東急不動産 財務統括部 IT推進部 IT企画・開発グループの石橋将義さん 東急不動産 財務統括部 IT推進部 IT企画・開発グループの石橋将義さん

 石橋将義さんは2008年6月、東急不動産に中途で入社した。現在は、財務統括部 IT推進部のIT企画・開発グループにおいて、社内システムの企画や開発、保守に携わっている。

 情報システム部門に当たるこのIT推進部は、大きくIT企画・開発グループと、ITサービスグループに分かれており、後者は社内のネットワークやインフラストラクチャを管理する。スタッフはIT推進部全体で約20人の体制である。

 東急不動産は現在、グループ各社との連携を強めており、情報システムに関しても、業務やコストの効率化を図るために一部の機能を共同運用している。この4月からはヘルプデスク機能を強化して、グループ各社をサポートする「ITサポートセンター」をITサービスグループに設ける。この背景として、グループの中で小規模な会社だとIT担当者が1人しかおらず、終日社員のPCのサポートに追われてしまっているという現状があるからだ。そこで「機能を集約し、日常のITトラブルに対応するコールセンターも一元化することで、IT担当者が本来の業務に専念し、より創造的な仕事ができればという狙いがあります」と石橋さんは話す。

ユーザー企業の情シス部門の役目とは

 石橋さんは東急不動産が3社目。前職はシステム開発会社で約10年間、SE/PG(システムエンジニア/プログラマー)として働き、その前は大手ファミリーレストランチェーンに勤めていた。
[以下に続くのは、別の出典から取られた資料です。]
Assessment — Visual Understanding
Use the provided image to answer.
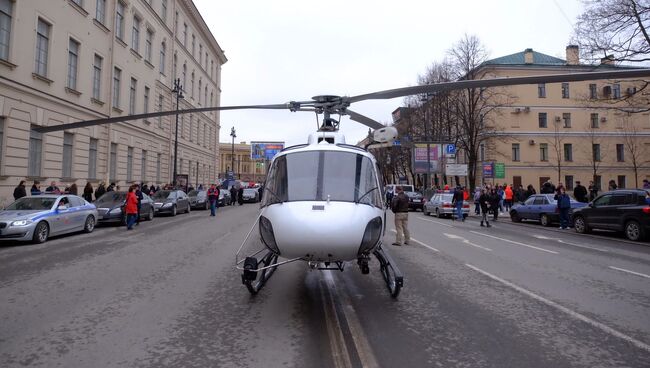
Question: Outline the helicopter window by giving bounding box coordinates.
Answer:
[263,151,382,207]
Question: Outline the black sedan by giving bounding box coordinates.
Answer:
[93,191,155,225]
[404,192,427,211]
[573,189,650,241]
[152,190,191,216]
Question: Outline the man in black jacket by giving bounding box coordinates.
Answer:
[390,186,411,245]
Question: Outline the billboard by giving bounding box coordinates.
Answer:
[251,142,284,161]
[413,143,442,174]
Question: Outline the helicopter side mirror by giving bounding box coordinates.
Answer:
[372,127,397,144]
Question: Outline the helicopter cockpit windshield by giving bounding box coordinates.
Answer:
[262,151,383,207]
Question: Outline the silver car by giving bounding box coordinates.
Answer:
[424,193,469,217]
[0,194,97,243]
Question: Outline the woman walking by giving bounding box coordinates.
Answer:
[124,185,138,230]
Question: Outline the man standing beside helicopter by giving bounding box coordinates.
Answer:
[390,186,411,245]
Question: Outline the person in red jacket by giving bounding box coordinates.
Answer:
[124,185,138,230]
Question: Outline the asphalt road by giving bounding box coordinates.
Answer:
[0,204,650,367]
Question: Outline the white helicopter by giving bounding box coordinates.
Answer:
[33,69,650,298]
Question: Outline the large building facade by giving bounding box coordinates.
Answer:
[0,0,227,204]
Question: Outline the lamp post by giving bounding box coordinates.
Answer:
[230,127,237,180]
[172,78,184,188]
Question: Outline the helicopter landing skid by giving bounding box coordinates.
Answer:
[373,246,404,298]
 学生時代はもっぱらの文系で、新卒入社したファミリーレストランチェーンでもITにかかわる仕事ではなかったため、「最初はPCの立ち上げ方すら知らない状況でシステム会社に入り、本当に一からITのことを勉強しました」と石橋さんは振り返る。

 東急不動産に入社後、石橋さんはこれまでにシステムの新規開発プロジェクトを4件ほど担当してきた。主にプロジェクトマネジャー(PM)の役割で、エンドユーザーと外部の開発ベンダーとの橋渡しをしたり、プロジェクトの進ちょく管理や課題管理を行っている。また、稼働中のシステムについては、その運用、保守をIT推進部が担っているので、「SE/PGとPMを掛け持ちしている状況」(石橋さん)だという。
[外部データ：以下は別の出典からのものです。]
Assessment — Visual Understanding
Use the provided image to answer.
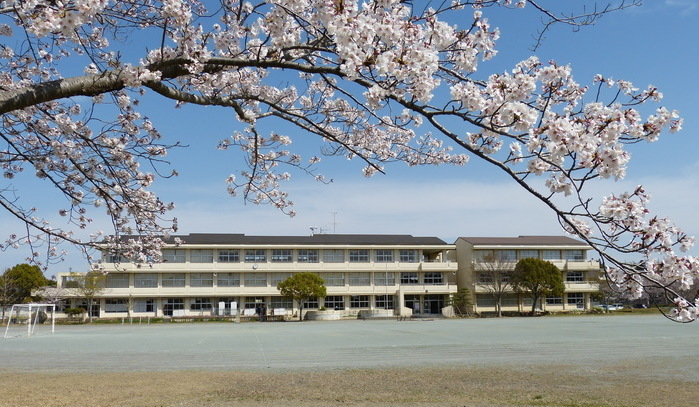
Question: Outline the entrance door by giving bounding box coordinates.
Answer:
[423,294,444,314]
[404,295,423,315]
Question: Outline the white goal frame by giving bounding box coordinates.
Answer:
[4,304,56,338]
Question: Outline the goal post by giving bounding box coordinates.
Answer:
[4,304,56,338]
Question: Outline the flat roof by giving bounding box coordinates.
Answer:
[459,236,590,247]
[119,233,449,246]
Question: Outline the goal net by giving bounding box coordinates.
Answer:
[4,304,56,338]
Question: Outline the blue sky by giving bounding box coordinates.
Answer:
[0,0,699,275]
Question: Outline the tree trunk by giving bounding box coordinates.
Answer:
[532,297,539,316]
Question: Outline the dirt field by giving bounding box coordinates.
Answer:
[0,316,699,407]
 前職でもプロジェクトの経験はあったものの、あくまでシステム開発するSEの立場でかかわっていた。「ユーザー企業の情報システム部門だと、社内の意見調整を行ったり、業務部門のビジネス改革まで考えたりと、プロジェクト全体を管理する必要があります」と石橋さんは説明する。そこにスキルのギャップを感じており、どう埋めていくかを課題として挙げる。そのためのスキルアップとして、石橋さんは「日常業務の中で学んでいくことに加えて、IT専門雑誌やインターネット媒体でPM関連の特集記事を読むなどして情報収集に努めています」と述べる。

ユーザー視点を持った対話を

 そうした中、石橋さんが現在PMとして携わっているプロジェクトが、商業施設とオフィスビルで利用する業務管理システムの再構築である。主に社内の3つの事業本部とグループ会社の関係部署がかかわる大型プロジェクトだ。加えて、今回のシステム構築は、これまで同社に多かった手組みのスクラッチ開発ではなく、既存パッケージソフトをカスタマイズするという社内でも初めての取り組みであるほか、2つの業務管理システムを統合して、その上に会計システムの機能を盛り込むという、単純なシステムの再構築ではないということから、よりいっそうPMの手腕が期待されているのである。

 同プロジェクトは2011年5月に開始。まずは社内で要件を洗い出し、システム再構築で必要な視点を固めた。2012年1月から3月にかけて開発ベンダーを選定し、5月に要件定義を行った。その後、10月から2013年3月末までシステムの基本設計を進め、4月からはカスタマイズの開発とテストを行っている。新システムの本番稼働は今年12月を予定する。

 プロジェクトを進行する上で、どのようなことに苦労しているのか。石橋さんによると、プロジェクトにかかわる関係者が多岐にわたるため、限られた時間の中でいかにミーティングのスケジュールを組み、彼らの要求を吸い上げていくかという点に難しさを感じているという。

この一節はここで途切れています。